Assim, o traço unário, como lugar de uma falta, baliza a vida do sujeito, impondo-lhe um desejo, uma busca constante por preencher tal falta; por isso, há sempre um retorno a esse lugar, ao significante. Assim, como marca do simbólico e do inconsciente, o significante exerce função primordial sobre o sujeito. Nesse sentido, convém repetir as palavras de Dor (1992, p. 42), que, ao discutir sobre o sujeito e a linguagem em Lacan, argumenta que “é ele [o significante] que governa no discurso do sujeito; ou mesmo que é ele que governa o próprio sujeito”.

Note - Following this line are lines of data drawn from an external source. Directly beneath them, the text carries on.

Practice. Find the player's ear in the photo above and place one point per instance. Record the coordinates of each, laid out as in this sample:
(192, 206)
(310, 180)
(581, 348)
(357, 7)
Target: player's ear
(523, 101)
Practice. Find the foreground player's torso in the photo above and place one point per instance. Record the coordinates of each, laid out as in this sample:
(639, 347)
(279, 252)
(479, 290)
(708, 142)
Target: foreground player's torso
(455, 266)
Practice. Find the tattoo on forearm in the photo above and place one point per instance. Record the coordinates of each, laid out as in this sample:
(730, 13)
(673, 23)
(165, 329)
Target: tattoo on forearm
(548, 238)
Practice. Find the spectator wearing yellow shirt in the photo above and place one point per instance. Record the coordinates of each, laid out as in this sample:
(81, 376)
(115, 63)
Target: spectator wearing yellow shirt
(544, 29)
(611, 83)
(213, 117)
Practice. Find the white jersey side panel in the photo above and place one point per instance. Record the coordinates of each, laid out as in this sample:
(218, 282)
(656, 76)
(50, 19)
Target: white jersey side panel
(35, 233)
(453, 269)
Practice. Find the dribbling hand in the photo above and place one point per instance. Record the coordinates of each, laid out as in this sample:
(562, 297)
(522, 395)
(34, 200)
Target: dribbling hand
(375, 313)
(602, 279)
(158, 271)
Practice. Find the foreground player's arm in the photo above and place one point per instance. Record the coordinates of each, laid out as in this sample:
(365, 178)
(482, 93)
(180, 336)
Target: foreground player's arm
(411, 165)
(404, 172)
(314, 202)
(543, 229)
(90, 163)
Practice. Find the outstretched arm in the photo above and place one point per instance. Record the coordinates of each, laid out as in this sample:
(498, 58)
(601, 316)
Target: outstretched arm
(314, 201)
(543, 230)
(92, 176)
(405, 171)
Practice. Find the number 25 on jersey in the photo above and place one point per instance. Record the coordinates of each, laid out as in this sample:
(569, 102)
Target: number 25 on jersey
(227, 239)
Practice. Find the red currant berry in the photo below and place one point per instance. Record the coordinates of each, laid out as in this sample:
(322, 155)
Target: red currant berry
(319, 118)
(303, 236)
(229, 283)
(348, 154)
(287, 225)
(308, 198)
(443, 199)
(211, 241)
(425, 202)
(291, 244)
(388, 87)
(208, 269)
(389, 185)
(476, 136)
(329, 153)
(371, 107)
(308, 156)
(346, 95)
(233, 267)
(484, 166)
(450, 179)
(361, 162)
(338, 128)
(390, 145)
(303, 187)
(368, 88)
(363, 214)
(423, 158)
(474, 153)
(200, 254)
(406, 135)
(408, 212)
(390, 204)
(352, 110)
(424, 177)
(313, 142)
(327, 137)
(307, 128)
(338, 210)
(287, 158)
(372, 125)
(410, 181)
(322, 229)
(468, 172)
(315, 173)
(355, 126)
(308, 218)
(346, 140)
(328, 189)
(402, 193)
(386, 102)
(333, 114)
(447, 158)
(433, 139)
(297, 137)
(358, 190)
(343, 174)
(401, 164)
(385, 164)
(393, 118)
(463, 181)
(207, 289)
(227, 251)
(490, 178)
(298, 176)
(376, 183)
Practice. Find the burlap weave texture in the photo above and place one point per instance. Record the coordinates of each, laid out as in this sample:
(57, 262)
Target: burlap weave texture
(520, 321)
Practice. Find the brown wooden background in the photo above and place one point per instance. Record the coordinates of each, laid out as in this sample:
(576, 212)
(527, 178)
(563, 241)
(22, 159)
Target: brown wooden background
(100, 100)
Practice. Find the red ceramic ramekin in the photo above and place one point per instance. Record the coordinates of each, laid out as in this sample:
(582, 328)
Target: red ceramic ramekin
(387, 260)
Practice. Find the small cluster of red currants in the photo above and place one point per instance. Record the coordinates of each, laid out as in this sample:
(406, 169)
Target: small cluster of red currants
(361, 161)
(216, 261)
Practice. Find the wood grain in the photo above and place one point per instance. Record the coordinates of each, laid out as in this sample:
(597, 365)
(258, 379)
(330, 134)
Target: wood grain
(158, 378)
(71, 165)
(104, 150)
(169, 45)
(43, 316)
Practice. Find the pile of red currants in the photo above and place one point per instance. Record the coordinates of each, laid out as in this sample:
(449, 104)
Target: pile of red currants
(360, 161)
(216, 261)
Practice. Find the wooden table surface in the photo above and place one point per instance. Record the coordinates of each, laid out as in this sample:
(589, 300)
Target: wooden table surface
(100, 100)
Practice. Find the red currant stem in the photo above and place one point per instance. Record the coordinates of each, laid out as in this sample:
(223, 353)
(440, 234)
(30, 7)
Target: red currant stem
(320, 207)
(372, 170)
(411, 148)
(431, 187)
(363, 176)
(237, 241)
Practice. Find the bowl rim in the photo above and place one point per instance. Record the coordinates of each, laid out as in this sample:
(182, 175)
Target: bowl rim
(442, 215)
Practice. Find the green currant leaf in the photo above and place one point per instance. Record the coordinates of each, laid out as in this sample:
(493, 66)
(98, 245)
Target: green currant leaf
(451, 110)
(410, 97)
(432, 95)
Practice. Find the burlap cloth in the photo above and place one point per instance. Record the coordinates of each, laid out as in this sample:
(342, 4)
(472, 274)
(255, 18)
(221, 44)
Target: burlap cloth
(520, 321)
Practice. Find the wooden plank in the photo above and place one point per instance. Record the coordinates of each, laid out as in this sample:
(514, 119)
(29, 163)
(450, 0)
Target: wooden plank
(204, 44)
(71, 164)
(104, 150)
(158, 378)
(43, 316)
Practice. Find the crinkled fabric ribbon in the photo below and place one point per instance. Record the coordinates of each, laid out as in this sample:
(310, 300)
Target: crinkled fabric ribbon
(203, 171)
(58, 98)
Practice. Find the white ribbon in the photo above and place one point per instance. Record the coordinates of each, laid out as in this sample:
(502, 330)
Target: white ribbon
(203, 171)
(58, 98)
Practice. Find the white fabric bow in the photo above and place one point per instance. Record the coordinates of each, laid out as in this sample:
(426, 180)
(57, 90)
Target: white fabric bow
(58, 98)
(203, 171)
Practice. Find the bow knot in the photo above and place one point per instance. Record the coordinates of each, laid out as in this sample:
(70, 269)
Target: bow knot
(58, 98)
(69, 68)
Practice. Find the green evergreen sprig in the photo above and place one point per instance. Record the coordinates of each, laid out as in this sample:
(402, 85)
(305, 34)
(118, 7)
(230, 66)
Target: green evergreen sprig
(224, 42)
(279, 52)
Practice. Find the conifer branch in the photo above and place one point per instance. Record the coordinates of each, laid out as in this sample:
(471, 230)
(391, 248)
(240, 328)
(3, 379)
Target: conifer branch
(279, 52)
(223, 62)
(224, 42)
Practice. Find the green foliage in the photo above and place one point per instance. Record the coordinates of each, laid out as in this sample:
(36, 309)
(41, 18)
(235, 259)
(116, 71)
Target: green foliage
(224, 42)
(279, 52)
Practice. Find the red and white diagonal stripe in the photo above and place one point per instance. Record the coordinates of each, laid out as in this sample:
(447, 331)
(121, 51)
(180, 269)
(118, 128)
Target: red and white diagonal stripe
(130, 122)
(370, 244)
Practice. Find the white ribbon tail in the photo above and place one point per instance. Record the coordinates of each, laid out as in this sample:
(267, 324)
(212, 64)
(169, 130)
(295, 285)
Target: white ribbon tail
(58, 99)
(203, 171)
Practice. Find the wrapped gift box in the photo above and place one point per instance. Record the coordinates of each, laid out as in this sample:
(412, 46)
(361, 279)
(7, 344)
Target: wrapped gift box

A partir dessa abordagem, sustentamos que a identidade do sujeito é produzida pela linguagem, funcionando como um efeito que tem seu suporte no discurso. O discurso, portanto, encarrega-se de dar um efeito de completude à identidade. Uma vez que essa identidade é uma ficção de si mesmo, pois há apenas uma ilusão de unidade, o dizer dos sujeitos nos dá a conhecer alguns pontos de identificação, mostrando, portanto, que a identidade nunca é acabada, pronta, mas que está sempre em construção. Assim, nosso ponto de vista se

alinha ao que pensa Derrida (1996, p. 43), para quem

Uma identidade nunca é dada, recebida ou alcançada, não, apenas existe o processo interminável, indefinidamente fantasmático, da identificação. Qualquer que seja a história de um retorno a si ou a sua casa [...] imaginamos sempre que aquele ou aquela que escreve deve já saber dizer eu. Em todo caso, a modalidade identificatória deve já estar ou passar a estar assegurada: assegurada da língua e na língua. [grifos do autor]

Sendo um efeito do discurso, os sentidos da identidade são construídos pelos diversos sujeitos no seio das sociedades. Entretanto, essa construção de sentidos não se dá de forma pacífica; ela ocorre na relação tensa dos jogos de poderes e de verdades que procuram criar dispositivos de classificação dos sujeitos, impondo-lhes formas de representação que também são garantidas na/pela língua.

Nesse sentido, podemos pensar que, no embate dos sujeitos que reivindicam uma identidade, as representações podem apontar resistências22, às vezes, caracterizando-se como trincheiras de identidades na relação com o outro, no caso de nossa pesquisa, na relação entre migrantes gaúchos e mato- grossenses. Essas resistências também podem ser pensadas articulando-se as temáticas da estrangeiridade e hospitalidade nos processos migratórios.